I just got off the phone with Dr. Devinskie and I am sitting here in tears... he said that they all agree that Abby is a good candidate for surgery... I never thought that my heart would squeeze in pain again... its been awhile since I have felt this, I am numb and don't know how to react except cry.
I DON'T WANT TO BE A MOMMY RIGHT NOW... I DON'T WANT TO HAVE TO MAKE THIS DECISION now or in the next week or in the near future or ever! I wish God would send us a letter in the mail, fed-ex or UPS telling us what to do.
I froze after what he told me, silence on my end of the phone... I knew I would have questions, but what were they? Why is it that my mind always goes blank why can't I think... All I could ask was, "When?" and he said that is all part of scheduling, then "How long?" he said 2 1/2 weeks to 3 weeks stay in the hospital.

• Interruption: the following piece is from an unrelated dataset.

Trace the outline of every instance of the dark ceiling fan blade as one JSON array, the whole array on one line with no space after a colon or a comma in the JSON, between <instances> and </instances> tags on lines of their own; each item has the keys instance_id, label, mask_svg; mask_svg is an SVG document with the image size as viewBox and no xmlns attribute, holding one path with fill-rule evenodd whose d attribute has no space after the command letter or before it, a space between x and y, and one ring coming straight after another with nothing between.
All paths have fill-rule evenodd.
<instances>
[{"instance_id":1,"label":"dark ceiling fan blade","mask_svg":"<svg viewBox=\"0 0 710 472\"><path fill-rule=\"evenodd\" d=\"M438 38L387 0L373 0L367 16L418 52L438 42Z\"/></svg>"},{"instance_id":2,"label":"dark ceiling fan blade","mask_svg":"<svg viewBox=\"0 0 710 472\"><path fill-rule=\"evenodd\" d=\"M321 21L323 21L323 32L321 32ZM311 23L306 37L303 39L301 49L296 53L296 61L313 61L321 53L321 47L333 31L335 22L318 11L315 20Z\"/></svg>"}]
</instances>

He also said that he had to be conservative and tell me that because of all the structural disease on both sides of her brain (due to bi-lateral stroke) that they can't say surgery will cure her 100% of epilepsy, but since that all activity is on the right side it very well may.
This is it this is all I know... help me think of questions... what would you ask? I can't think!!!!
I can't imagine my sweet girl on a table having brain surgery... My daughter might be getting brain surgery... I never thought I would type these words.
Please pray for my husband and I as we face, I believe one of the most difficult decisions we've ever had to make. God is so good and I know this is a huge test of faith on our part, trust on our part... help me to trust Lord, help me to trust.